One study explored the secondary outcome patient knowledge of pressure ulcer prevention; however, as usable data were not provided, we were unable to carry out further analysis, and no effect estimate could be calculated.
Educational programmes on the prevention of pressure ulcers
Seven studies (2024 participants analysed) provided data for this comparison. In all studies the intervention was aimed at people at risk of ulceration.
Risk of pressure ulceration
One secondary report of an included study reported the primary outcome as time to PU development or occurrence and three studies and one secondary report of an included study reported this as the proportion of at risk people developing a new PU. One study reported the secondary outcome grade of PU and five studies and one secondary report of an included study reported on patient knowledge.
There is low certainty evidence of there being no clear difference in the proportion of participants developing a new PU between use of a pressure ulcer prevention care bundle (PUPCB) and standard care: HR 0.58, 95% CI 0.25 to 1.33 (downgraded twice for imprecision).
One secondary report of an included study explored whether individualised PU education and monthly structured telephone follow-up changes the mean time to PU occurrence. Not all participants in this study developed a pressure ulcer, therefore the mean time to pressure ulcer occurrence could not be calculated from the data.
We are uncertain whether the following three interventions reduce the proportion of at risk people developing a new PU as we assessed the certainty of evidence as very low: individualised PU education and monthly structured telephone follow-up (RR 0.55, 95% CI 0.23 to 1.30), education delivery (RR 3.57, 95% CI 0.78 to 16.38), (downgraded twice for risk of bias and twice for imprecision); and computerised feedback and one-to-one consultations (no clear data provided), (downgraded twice for risk of bias and once for indirectness).
Grade of pressure ulcer
There is low certainty evidence that use of a PU prevention care bundle may make no difference to the severity of new PU development when compared with standard care.

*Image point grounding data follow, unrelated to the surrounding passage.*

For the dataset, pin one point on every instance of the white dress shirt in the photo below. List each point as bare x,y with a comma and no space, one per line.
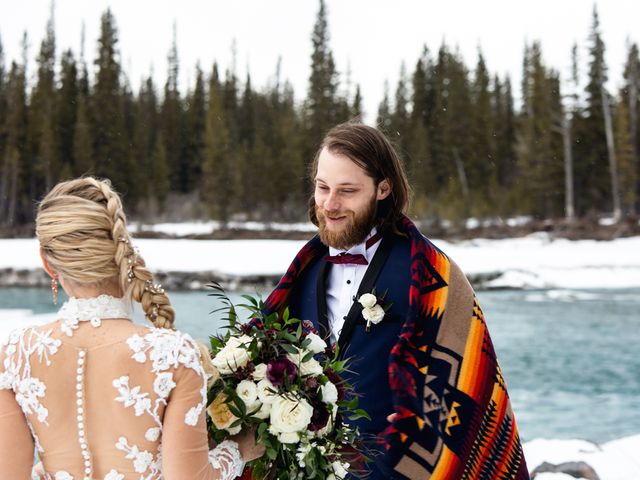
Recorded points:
343,282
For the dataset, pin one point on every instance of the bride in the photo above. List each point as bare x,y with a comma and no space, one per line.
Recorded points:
97,396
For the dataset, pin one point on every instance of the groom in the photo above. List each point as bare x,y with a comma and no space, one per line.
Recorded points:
421,353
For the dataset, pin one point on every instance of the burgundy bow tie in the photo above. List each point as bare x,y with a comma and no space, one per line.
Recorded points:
343,258
350,258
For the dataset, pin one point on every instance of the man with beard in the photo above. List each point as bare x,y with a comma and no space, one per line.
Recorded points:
422,361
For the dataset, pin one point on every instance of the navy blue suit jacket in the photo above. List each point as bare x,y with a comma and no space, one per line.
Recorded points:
390,275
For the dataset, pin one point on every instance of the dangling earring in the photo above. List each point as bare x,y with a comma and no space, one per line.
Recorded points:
54,289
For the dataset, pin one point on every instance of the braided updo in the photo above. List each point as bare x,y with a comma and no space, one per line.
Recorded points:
82,230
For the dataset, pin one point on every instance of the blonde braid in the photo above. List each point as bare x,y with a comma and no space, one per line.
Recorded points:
81,227
133,272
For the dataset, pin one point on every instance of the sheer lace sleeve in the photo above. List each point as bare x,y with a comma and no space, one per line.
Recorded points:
226,458
185,449
16,449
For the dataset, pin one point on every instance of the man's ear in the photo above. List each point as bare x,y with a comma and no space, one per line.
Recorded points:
384,189
47,268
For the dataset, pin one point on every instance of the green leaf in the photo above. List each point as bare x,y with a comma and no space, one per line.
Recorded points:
272,453
289,348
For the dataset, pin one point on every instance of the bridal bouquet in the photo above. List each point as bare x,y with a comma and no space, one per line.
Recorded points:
279,375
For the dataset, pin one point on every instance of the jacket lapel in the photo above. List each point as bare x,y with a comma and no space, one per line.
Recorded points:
321,300
366,286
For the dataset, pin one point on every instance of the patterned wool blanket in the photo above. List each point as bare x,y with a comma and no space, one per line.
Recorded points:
454,419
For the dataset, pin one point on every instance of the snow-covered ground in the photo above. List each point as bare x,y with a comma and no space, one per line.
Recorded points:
615,460
534,261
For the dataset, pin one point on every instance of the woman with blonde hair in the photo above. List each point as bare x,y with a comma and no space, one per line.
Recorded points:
96,395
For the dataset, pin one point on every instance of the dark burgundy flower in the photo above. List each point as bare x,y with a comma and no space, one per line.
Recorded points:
244,372
281,370
312,383
337,381
319,418
308,326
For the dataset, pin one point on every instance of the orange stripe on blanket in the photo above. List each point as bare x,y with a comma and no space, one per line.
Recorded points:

We are uncertain whether the following interventions improve patient knowledge: enhanced educational intervention and structured follow-up (mean difference (MD) 9.86, 95% CI 1.55 to 18.17); multi component motivational interviewing/self-management with a multi component education intervention (no clear data provided); Spinal Cord Injury Navigator programme (no clear data provided); individualised PU education and monthly structured telephone follow-up (no clear data provided); computerised feedback (no clear data provided), structured, patient-centric PU prevention education event (MD 30.15, 95% CI 23.56 to 36.74). We assessed the certainty of the evidence for this outcome as low or very low (downgraded for risk of bias, imprecision, or indirectness).